Back in April I saw the live-action Ghost in the Shell at the cinema. While I found it a little frustrating in places, I enjoyed the film enough to buy the blu-ray, which I watched yesterday.
Visually the film is perhaps even more impressive on disc than it was at the cinema (maybe that says something about my Cineworld): the effects and art direction are very, very impressive. Indeed, some of the visual effects of the city augmented with live action (say, with Scarlett Johansson walking down a street or sitting on a rooftop with the streets below her) are pretty astonishing, how photorealistic some of this stuff is getting. As an effects showcase or visual spectacle, this is a major achievement, really bringing the original anime to life. I think I’ll be able to rewatch sequences over and over, just soaking up all that detail, in just the same way I did with the original Blade Runner decades ago- it’s that good. I also like how we see odd-looking characters and background stuff going on that are not explained. Its there to either be ignored or pondered over (I prefer the latter), adding little to the plot but it’s all part of that layers of detail stuff.
There is one scene, based on one from the anime, in which the Major and Batou are standing on a boat just offshore with the futuristic night-time city blazing neon behind them, which is just jaw-dropping, really, how seamlessly everything is integrated- the camera moves, the lighting of the characters, the city behind them softly out of focus. Its that stuff that impresses me more than the whizz-bang effects stuff really. It’s slow and quiet but so disarmingly perfect.
Deficiencies in the plot are less of a hindrance second time around, and my misgivings over a lack of empathy with Johansson’s Major are no longer the issue I felt at the cinema. It seems a deliberate choice to neuter the character emotionally- a result of having no memories and being as much an object created for a purpose as her being an individual person. She is told she has a ‘ghost’ or soul in her fabricated body but she doesn’t feel it. She isn’t convinced she is a ‘real person’ until she has unearthed the truth about the girl she used to be. It’s rather similar to Robocop, in which even though Murphy has the memories of his past life, he is no longer that same person; his Robocop personna being subtly different, whatever his name/memories may say. It’s hardly Blade Runner-level layers of subtext but it’s interesting, even if it possibly damaged the movie regards audiences empathising with her emotionally-challenged personna/performance.
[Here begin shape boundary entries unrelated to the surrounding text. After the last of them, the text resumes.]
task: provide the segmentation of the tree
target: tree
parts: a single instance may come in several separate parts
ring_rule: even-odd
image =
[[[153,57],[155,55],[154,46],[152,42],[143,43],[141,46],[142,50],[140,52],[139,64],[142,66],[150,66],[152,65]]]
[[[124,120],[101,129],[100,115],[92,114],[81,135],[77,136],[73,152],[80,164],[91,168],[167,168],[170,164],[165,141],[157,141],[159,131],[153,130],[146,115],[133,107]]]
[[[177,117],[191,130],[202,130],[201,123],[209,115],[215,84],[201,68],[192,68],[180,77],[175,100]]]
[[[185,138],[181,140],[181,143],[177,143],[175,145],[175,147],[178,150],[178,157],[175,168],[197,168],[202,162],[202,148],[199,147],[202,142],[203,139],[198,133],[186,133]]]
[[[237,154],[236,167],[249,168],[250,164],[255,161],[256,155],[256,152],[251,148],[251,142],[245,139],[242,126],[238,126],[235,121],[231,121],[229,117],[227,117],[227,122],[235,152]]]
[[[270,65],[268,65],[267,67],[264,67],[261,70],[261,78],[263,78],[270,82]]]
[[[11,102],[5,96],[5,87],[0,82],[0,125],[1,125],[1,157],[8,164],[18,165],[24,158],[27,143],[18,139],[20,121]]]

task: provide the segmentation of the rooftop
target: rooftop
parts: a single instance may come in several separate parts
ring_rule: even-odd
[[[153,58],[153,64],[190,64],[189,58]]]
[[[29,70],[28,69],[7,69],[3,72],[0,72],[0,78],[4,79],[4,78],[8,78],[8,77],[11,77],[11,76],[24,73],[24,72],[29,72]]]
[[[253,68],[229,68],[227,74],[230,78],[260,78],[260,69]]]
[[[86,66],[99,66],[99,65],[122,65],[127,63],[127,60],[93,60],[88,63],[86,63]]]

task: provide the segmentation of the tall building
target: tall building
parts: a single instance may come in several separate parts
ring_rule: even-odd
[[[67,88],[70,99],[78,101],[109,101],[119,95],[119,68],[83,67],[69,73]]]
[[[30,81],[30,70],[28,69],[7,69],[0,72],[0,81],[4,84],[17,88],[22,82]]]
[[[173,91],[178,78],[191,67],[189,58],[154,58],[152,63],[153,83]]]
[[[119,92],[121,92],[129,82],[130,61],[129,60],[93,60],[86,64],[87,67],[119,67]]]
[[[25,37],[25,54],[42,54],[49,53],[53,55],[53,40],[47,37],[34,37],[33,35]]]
As I say, less of an issue for me this time around, but even I noticed it at the cinema, feeling oddly disengaged from the proceedings. Mind you, part of that may have been from familiarity with the anime. I guess I may well feel the same watching Blade Runner 2049– how the hell do I just enjoy the film experience of that film and not get caught up in the cold objectivity of the fact of it being a sequel to the original and being utterly distracted by it?
So anyway, not a bad movie anyway, and a good first entry regards setting up the background of the Major and her future cyberpunk world. Would have been nice to see it progress to a second and even third film, expanding the story as the anime did in its own sequel and tv offshoots.
A quick trip to Box Office Mojo reveals the painful statistics though- Ghost in the Shell cost around $110 million to make (not bad, considering) so likely needed around $250 million to see a profit- the film completely tanked in America, only managing just over $40 million. The foreign total was more impressive; $129 million, but not enough to limit the damage of that woeful American take. So, no more Ghost in the Shell movies then. Likely no live-action Akira either. Good or bad thing?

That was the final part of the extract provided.